The machines are allowed in the park this year. But we found the confusion is helping undermine nearby businesses.
You might call it "Marriage, Yellowstone Style." The wedding carriage is a Snowcoach. The bride & groom are South Dakotans, on their way to tie the knot in Yellowstone.
Sharla Elgin Lemmon, S.D.: "I love this park, this was it for me. And i love him. And this where we're going to do it at."
Next year, snowcoaches will be the only way to motor in to Old Faithful in winter.
But right now, snowmobiles are still being allowed.
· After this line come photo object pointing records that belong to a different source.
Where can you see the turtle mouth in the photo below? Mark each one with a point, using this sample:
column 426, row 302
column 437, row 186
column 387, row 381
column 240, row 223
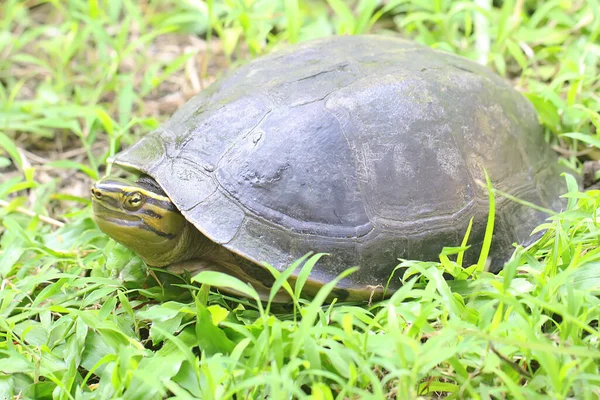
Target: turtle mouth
column 117, row 217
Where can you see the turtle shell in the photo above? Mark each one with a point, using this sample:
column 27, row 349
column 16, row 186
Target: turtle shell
column 369, row 148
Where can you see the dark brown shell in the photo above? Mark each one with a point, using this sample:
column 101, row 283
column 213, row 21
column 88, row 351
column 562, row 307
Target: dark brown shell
column 365, row 147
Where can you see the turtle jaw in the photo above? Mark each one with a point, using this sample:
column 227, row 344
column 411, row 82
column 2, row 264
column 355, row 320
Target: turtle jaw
column 146, row 222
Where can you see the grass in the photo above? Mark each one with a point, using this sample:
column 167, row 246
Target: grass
column 81, row 318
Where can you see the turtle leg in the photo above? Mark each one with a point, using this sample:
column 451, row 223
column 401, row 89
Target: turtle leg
column 232, row 264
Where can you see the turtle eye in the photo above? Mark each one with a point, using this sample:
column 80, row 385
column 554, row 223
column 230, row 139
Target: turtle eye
column 96, row 193
column 133, row 201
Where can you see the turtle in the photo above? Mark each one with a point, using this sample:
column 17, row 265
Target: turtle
column 370, row 149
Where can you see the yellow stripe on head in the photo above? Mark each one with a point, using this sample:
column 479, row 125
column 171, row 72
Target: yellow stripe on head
column 138, row 217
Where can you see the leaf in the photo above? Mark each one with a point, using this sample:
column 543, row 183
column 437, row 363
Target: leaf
column 211, row 338
column 7, row 144
column 582, row 137
column 221, row 280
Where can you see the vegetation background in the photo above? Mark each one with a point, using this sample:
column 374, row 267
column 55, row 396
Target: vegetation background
column 80, row 318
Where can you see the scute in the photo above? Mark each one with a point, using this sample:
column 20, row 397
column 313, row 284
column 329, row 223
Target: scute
column 368, row 148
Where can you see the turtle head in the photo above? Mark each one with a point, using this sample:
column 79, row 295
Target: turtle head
column 141, row 216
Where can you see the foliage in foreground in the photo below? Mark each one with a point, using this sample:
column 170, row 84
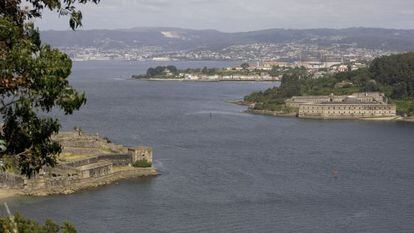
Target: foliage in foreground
column 392, row 75
column 33, row 81
column 29, row 226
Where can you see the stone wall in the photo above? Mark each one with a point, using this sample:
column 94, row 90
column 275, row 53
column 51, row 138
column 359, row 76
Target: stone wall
column 141, row 153
column 8, row 180
column 347, row 111
column 365, row 97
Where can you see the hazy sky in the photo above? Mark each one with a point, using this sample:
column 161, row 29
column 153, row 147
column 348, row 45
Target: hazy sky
column 241, row 15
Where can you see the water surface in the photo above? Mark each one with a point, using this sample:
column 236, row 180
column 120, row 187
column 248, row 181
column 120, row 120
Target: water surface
column 233, row 172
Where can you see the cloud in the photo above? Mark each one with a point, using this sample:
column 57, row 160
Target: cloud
column 242, row 15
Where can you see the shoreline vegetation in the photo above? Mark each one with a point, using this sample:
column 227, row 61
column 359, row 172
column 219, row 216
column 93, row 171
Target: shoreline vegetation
column 392, row 75
column 86, row 162
column 241, row 73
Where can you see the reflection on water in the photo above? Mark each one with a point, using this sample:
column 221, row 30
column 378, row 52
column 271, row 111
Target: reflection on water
column 233, row 172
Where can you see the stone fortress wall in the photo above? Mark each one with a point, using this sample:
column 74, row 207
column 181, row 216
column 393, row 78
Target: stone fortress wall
column 103, row 163
column 372, row 105
column 296, row 101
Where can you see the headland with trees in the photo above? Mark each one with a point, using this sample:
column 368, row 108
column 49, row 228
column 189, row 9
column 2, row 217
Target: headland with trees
column 392, row 75
column 240, row 73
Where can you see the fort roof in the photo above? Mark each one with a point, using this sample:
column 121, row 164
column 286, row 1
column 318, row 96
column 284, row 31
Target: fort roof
column 103, row 163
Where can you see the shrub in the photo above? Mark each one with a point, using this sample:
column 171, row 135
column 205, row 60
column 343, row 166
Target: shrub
column 29, row 226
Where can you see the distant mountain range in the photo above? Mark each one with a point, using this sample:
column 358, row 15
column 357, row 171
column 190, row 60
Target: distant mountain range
column 187, row 39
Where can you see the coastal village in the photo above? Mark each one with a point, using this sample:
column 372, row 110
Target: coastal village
column 86, row 161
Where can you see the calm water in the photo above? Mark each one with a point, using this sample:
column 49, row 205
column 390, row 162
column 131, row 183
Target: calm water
column 233, row 172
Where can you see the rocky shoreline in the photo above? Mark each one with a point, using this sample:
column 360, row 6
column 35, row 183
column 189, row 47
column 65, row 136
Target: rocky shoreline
column 87, row 161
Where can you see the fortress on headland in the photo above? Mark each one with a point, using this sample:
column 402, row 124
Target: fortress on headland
column 86, row 161
column 368, row 105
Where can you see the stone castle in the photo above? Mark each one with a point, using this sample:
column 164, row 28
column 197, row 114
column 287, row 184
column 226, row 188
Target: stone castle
column 368, row 105
column 86, row 161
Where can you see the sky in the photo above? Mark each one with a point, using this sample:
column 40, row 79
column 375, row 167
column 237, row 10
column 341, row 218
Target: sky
column 240, row 15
John Sacklin Yellowstone Planning Chief: "People are confused, yes. And we're trying to help that by telling them the park is open and welcoming them to come and visit. "
Originally, the Clinton administration ordered a total phase-out of snowmobiles. The issues were smoky exhaust, noisy engines and conflicts with wildlife. The Bush administration changed course, ordering a compromise. Cleaner, quieter, fewer snowmobiles.
Jonathan Wiesel Travel Writer & Skier: "Going to Old Faithful now is a different world. It's a much more pleasant experience."
But late last month, a federal judge reinstated the Clinton phase-out.
This year, only 278 snowmobiles per day are allowed through the West entrance. All must follow a guide to promote safety and respect for wildlife.
John Sacklin/Yellowstone planning chief: "The experienced guides know how to guide a group around a herd of bison that might be on the road."
But next year, guided or not, there will be no snowmobiles in the park. Unless of course, the courts turn things upside down again."
Scott Carsley Yellowstone Alpen Guides: "It's been a pretty bleak winter for a lot of folks."
Scott Carsley says he's doing fine in the snowcoach business.
But most merchants in West Yellowstone are hurting. The Chamber of Commerce says business is off 20 to 60 percent.
Uncertainty may be keeping snowmobilers away to the point that Yellowstone seldom reaches its daily limit.
Scott Carsley / Yellowstone Alpen Guides: "This controversy, I'm sure, is on a lot of people's minds. And they're unsure of what they're going to get when they come."
Travel writer Jonathon Wiesel says the consensus in town is it's a disaster.
Jonathan Wiesel Travel Writer & Skier: "For West Yellowstone it's going to be lethal. So what they're going to do, I'm sure is start to diversify."
And that's the greatest uncertainty. How well and how soon will businesses adjust to the new political realities.
The administration ... has filed a notice of appeal, in the court case. But, the next decision ... could be a year away.